Saturday, February 7, 2015

GOP 2016 Presidential Hopefuls have varying Views on Mandatory Vaccines

Top Republican lawmakers on Tuesday strongly backed routine vaccination of children against deadly diseases, marking a shift in the political debate that has erupted around a multistate measles outbreak.
An estimated 102 measles cases in 14 states have been tied to an outbreak that began at a Disneyland Resort in California in December. Experts say this doesn’t present a risk of measles spreading nationwide, because the vast majority of Americans are vaccinated against it. And the outbreak isn’t even the largest in the U.S. in recent years.
But its widespread nature and origin at a popular theme park have drawn public attention to vaccination policies—and to the opposition to vaccines in some pockets of the country.

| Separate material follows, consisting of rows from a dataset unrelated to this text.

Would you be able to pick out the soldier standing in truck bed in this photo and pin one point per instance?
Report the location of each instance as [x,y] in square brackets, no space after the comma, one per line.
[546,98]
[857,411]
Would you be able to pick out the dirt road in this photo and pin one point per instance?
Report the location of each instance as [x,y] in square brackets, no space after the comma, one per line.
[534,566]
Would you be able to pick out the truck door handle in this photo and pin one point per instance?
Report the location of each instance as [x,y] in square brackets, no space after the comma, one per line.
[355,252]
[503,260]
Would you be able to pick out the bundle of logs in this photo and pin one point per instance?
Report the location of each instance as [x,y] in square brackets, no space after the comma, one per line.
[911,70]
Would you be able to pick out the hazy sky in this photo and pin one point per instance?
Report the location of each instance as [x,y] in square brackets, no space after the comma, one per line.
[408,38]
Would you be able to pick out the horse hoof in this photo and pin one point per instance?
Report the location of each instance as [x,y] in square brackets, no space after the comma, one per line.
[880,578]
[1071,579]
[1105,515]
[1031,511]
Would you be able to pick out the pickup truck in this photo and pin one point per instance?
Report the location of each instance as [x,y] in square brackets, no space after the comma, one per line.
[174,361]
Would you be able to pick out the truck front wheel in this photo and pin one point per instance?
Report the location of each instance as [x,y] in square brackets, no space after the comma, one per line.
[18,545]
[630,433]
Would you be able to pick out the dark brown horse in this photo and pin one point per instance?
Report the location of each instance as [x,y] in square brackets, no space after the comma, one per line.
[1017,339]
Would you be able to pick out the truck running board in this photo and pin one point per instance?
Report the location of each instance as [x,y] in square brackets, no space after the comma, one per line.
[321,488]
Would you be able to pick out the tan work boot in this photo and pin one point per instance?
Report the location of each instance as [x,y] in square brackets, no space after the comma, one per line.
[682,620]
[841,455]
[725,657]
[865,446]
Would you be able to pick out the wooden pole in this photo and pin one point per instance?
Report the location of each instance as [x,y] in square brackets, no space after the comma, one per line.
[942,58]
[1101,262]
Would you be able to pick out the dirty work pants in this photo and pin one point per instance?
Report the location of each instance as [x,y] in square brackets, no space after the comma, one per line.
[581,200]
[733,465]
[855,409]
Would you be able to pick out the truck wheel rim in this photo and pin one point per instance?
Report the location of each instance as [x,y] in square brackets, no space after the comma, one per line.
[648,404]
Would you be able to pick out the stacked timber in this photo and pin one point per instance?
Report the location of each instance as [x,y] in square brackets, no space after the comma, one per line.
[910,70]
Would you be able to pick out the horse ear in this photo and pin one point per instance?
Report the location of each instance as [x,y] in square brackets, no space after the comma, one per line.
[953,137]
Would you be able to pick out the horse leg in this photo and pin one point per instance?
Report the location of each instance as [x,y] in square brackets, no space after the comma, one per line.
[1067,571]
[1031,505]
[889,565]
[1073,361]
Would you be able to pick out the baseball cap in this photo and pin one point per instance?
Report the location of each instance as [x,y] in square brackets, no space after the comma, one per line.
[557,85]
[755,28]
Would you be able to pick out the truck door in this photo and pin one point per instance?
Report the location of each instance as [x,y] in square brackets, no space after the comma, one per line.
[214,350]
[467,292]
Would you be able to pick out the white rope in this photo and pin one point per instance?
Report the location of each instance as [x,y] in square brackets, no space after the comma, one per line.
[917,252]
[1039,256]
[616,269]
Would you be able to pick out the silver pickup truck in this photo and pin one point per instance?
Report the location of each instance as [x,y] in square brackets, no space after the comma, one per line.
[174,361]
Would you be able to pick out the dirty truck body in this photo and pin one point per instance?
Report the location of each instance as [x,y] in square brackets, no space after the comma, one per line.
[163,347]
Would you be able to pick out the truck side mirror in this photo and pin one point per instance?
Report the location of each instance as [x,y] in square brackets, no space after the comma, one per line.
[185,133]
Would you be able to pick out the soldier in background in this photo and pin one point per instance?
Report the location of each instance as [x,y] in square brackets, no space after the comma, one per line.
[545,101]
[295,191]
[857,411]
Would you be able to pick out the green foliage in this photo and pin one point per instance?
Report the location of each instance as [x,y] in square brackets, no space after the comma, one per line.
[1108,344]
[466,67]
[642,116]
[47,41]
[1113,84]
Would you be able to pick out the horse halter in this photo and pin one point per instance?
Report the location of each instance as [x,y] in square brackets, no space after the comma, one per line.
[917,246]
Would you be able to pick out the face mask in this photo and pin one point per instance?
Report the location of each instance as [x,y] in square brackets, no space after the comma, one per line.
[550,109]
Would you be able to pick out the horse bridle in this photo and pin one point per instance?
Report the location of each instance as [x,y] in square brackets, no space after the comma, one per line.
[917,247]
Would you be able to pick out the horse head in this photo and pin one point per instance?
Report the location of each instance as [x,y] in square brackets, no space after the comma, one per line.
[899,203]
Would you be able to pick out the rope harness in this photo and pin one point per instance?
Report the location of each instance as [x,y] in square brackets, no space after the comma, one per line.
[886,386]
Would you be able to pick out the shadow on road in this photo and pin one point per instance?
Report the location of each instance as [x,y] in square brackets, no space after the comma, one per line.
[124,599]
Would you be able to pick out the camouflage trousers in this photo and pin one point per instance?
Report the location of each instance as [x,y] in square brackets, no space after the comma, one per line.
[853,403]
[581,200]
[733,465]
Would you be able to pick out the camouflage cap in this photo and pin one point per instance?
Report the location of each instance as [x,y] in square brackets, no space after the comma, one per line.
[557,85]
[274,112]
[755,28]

Although some GOP lawmakers question whether vaccines should be required, Americans’ views on vaccinations don’t fall cleanly along party lines. Some liberals eschew vaccination out of perceived health concerns.
The fact measles had been considered virtually eliminated in the U.S. means most parents don’t realize the disease can be dangerous or even deadly, experts say.
GOP presidential hopefuls on Tuesday left the most vocal Republican opponent of vaccine requirements, Kentucky Sen. Rand Paul , standing virtually alone before he recast his remarks.